Amazon has officially unveiled the Kindle Fire tablet, its Android-powered colour alternative to the eink Kindle. And, of course, an alternative to the iPad and the horde of other Android tablets.
The Amazon Kindle Fire has a 7in screen, runs a heavily customised version of Google OS Android and comes with Wi-Fi connectivity only - there's no 3G on offer here. This tablet's real stand-out bullet point is its price. At $199 it undercuts all the big-name Android tablets - although we expect US-to-UK conversion rates mean we won't end up paying less than £179. However, that's a figure we'll be perfectly happy with if its performance is up to expectations. It'll hit the US on 15 November, but we may have to wait until next year.
Kindle Fire - mostly yum
Rather than being Android-centric, using the Kindle Fire will seem Amazon-centric, based around access to the Amazon Appstore, Amazon MP3, the Kindle bookstore, Amazon store, and other Amazon streaming services currently in the works for us little islanders. As Amazon CEO Jeff Bezos said at the Kindle Fire's launch, "We don't think of the Kindle Fire as a tablet. We think of it as a service." This is an intriguing proposition, an approach not yet taken by a tablet maker.
In this age of the tablet, it's impossible not to compare it to other tabs, despite Bezos's claims. What's interesting hardware-wise here is that there are no nav buttons. Everything is handled with the touchscreen. There are no cameras either, features we have always felt are largely redundant on a big (for a portable) device.

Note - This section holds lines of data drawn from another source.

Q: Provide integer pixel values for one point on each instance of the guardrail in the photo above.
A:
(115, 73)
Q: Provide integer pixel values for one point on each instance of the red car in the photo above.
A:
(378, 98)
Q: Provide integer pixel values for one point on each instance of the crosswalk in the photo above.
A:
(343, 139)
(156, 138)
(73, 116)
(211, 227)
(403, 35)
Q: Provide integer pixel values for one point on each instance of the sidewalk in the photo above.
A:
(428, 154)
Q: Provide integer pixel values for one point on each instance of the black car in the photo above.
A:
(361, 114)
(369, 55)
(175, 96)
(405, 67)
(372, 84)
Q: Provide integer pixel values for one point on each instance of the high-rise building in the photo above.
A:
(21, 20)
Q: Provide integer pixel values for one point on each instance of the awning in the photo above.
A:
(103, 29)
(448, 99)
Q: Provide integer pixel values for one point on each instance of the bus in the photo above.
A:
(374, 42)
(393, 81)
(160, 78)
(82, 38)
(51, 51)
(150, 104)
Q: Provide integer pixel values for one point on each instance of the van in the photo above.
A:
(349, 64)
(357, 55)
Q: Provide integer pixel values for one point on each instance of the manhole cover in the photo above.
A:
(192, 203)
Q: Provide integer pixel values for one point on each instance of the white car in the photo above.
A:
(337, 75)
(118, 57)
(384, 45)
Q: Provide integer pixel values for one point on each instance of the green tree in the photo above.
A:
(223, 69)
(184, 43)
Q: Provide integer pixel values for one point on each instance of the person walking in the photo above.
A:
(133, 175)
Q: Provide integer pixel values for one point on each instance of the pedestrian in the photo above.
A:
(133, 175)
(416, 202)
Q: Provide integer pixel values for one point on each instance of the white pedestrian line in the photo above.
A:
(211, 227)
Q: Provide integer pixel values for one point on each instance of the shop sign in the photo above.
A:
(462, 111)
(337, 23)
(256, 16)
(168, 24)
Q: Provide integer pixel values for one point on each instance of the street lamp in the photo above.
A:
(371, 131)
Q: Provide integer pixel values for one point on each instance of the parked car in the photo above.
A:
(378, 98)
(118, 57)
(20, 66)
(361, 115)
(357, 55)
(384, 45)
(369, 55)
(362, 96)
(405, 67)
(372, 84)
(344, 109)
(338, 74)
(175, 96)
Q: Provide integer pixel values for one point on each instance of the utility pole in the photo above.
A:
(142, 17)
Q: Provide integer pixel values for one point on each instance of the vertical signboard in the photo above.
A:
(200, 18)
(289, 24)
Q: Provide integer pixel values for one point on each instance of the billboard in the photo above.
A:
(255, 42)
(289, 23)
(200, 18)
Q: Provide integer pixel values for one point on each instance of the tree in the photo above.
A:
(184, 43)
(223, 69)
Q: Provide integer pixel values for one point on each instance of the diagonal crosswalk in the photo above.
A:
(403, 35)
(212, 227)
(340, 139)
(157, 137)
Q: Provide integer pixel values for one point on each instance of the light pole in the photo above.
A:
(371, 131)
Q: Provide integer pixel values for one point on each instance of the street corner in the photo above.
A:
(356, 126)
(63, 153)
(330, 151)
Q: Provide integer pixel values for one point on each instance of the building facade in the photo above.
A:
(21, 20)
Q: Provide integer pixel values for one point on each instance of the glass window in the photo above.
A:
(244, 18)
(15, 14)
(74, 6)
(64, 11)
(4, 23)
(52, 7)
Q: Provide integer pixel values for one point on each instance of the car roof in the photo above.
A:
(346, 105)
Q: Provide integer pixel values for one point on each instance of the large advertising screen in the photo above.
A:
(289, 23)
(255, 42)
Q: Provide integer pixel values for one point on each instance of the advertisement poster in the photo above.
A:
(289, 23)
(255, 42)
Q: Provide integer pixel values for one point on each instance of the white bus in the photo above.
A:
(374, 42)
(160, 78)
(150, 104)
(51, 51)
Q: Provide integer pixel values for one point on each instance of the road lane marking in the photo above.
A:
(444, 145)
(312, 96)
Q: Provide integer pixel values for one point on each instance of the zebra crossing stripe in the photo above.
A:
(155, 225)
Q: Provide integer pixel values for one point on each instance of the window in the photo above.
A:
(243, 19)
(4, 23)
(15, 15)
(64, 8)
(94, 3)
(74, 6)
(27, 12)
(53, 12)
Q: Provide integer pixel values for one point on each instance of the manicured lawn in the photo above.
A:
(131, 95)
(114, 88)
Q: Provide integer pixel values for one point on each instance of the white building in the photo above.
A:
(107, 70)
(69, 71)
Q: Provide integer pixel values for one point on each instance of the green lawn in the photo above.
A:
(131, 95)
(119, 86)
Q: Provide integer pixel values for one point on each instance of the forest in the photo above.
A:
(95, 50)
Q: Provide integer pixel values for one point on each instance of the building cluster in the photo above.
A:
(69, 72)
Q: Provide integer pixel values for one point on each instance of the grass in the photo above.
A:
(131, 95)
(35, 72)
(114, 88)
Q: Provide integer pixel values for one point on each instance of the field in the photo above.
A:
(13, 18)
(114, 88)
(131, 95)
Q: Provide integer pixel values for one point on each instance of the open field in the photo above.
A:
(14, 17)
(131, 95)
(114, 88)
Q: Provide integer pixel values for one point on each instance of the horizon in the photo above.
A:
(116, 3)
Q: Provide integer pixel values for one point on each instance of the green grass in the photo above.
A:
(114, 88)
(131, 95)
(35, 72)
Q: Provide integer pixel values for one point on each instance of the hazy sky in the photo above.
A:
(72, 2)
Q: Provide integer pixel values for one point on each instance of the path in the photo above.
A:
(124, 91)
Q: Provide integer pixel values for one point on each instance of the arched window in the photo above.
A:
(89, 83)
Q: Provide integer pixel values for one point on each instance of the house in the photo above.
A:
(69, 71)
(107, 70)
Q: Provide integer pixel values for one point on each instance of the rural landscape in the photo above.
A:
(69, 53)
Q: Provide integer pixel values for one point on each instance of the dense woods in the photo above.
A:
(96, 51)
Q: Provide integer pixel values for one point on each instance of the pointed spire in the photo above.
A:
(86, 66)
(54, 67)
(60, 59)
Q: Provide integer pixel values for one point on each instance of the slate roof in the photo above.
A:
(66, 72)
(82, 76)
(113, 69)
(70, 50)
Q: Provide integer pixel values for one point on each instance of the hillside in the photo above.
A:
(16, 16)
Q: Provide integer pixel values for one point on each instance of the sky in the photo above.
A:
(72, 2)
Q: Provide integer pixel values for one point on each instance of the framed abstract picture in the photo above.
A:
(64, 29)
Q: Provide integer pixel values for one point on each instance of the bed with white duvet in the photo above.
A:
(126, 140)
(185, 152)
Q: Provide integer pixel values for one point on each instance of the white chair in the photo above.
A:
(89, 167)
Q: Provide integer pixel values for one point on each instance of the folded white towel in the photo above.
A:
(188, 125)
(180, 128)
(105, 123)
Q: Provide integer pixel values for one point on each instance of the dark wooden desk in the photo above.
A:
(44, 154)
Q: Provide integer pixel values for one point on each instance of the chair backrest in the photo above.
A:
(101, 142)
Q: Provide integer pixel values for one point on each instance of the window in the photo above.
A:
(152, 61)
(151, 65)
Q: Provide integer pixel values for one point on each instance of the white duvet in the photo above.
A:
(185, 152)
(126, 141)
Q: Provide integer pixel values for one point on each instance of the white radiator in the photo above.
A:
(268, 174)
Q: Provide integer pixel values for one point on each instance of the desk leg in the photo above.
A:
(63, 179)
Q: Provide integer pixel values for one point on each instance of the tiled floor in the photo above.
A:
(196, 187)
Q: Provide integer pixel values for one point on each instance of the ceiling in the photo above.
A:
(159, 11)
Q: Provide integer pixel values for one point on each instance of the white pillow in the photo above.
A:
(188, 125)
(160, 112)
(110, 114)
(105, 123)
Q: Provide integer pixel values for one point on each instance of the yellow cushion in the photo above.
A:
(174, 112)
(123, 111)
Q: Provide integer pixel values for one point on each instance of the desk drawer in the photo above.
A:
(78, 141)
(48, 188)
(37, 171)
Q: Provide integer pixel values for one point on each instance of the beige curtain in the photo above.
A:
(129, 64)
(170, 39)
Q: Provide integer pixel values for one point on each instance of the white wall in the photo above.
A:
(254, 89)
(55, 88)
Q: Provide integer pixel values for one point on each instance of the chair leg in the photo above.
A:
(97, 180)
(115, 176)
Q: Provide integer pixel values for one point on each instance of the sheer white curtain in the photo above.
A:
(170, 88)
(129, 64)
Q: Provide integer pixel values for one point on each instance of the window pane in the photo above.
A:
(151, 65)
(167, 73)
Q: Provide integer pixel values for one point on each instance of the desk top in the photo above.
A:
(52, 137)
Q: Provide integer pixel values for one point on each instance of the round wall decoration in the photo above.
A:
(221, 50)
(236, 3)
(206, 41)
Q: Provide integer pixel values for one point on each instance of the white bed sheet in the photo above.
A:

Other than these aberrations, the Kindle Fire absolutely supplies the spec goods. It uses a 7in 1024x600 pixel IPS display fronted by strong, scratch-resistant Gorilla Glass, is powered by a dual-core Texas Instruments OMAP processor (MHz TBC) and weighs around 410g. That's significantly heavier than the 250g Kindle, but much lighter than the 600g Apple iPad 2.The battery life is rated at eight hours.
Multi-tasking is supported, no big surprise in an Android device, but exactly how well it is implemented in Amazon's custom UI will have to be something we test first-hand. Amazon claims it'll have access to 100,000 TV shows and movies, although this could be something us UK folk have to wait for. Is the deal not sweet enough yet? The Kindle Fire comes with a free month's trial of Amazon Prime. If that won't convince you, nothing will.
We'll be back with more UK release details as they appear.